He's not really a prom king ya know, not with a middle name like Hussein and a free spirited mother that sometimes went on food stamps. Don't be fooled, he may be charming but he didn't lead a charmed life. Sure, things are "easier" for Obama than for other politicos, but he still had to fight to get there.

Does this sound like incoherent ranting? I'm sorry, I just need my morning coffee, and I'm using this poor blog to vent, since most of the subjects du jour can't be published right now. They are embargoed, so to speak. But I'll find a way around it.

Wednesday, August 27, 2008

When the important things get buried under urgent stuff

==>US set to adopt IFRS rules

This is a small item, no big headlines. It's a bit of legislation about accounting practices, quite boring. But the repercussions, I believe, are important.

US companies are set to switch to international accounting rules in a move that will, for the first time, see all the world's most important listed groups reporting according to the same set of standards.

The US Securities and Exchange Commission yesterday proposed a "roadmap" to manage the migration of US companies from its rules to the international ones. The plans are open to comment for 60 days.

More than 100 countries use, or are adopting, International Financial Reporting Standards, including all 27 European Union members as well as China, Japan, Canada and India.
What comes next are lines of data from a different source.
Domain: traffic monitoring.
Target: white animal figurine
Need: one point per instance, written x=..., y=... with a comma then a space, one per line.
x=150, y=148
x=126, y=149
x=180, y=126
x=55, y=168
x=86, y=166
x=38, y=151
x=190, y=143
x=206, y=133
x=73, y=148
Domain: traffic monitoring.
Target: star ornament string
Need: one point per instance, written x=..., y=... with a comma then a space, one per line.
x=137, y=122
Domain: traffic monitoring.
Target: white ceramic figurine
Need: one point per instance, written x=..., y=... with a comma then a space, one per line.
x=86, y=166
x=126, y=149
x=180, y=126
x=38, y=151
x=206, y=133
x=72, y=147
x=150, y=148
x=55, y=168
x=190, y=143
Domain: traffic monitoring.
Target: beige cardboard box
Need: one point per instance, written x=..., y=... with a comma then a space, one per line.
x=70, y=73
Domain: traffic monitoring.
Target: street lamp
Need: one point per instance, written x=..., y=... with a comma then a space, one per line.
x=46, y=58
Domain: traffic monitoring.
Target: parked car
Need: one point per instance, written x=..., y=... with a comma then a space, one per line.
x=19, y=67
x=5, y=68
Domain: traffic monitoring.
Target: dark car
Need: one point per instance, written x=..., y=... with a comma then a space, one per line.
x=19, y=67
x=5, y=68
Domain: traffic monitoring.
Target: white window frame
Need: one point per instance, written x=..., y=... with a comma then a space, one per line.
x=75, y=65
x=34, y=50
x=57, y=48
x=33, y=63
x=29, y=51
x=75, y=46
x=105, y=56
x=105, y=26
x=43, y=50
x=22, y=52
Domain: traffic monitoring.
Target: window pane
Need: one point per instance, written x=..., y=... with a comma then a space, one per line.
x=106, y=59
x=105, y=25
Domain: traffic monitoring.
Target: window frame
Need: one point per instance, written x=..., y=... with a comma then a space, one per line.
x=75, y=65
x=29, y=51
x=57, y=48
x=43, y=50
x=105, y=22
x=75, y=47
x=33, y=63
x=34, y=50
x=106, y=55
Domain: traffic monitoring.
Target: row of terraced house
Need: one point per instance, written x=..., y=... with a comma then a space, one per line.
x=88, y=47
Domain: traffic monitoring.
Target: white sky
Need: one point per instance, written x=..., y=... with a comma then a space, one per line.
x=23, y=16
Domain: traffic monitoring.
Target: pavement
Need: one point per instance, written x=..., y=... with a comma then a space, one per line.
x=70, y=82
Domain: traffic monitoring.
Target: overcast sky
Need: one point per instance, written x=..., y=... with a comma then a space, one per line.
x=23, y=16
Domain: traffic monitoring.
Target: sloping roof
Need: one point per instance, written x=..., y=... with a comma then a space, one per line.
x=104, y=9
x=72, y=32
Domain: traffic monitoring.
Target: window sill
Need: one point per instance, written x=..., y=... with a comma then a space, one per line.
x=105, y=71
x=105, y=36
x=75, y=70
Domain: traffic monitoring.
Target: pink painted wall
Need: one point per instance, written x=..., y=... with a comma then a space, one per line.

US GAAP, the accounting lingua franca until the sudden rise of IFRS, is the last significant standard to be switched.

Under the SEC's plans, US groups are likely to adopt IFRS in 2014 providing certain conditions are met, a decision that will be taken in 2011. Some companies may be allowed to adopt IFRS sooner.

What does this mean? Financial statements are a labyrinth where accountants, tax attorneys and the like can hide their bosses' pecadilloes and misdemeanors. The situation is even worse when you're comparing companies accross countries, since everyone has their own accounting standards.

Case in point: the WSJ recently called out Cemex for it's debt management. According to the Journal, Cemex might be in trouble not because of the Venezuelan expropriation, but because they are heavily leveraged and demand is declining.

==>Cemex's Cement Shoes
But investors should be more worried by the Mexican company's large, complex and, some fear, overly engineered debt. This exposes shareholders to risks associated with things like movements in the Japanese yen and changes in Cemex's own share price.

The article also points out that the company's 17.6 billion dollar debt- mostly acquired when they purchased Rinker- doesn't include about 4 billion that are considered capital assets in México, but instead are liabilities under US GAAP (Generally Accepted Accounting Principles).

This is all very boring to most of you, I know. Only very geeky people get excited about accounting rules. The bottom line is, having everyone (or more companies at least) follow the same rules when counting their chickens means less room for interpretation and subterfuge. Less room for bubbles and meltdowns, less Enrons. And while this may not be stop all presses kind of item, in the long run, I think it's an important move in the right direction.

Monday, August 25, 2008

What's going to happen when Obama wins the election? Ok, ok, if he wins the election.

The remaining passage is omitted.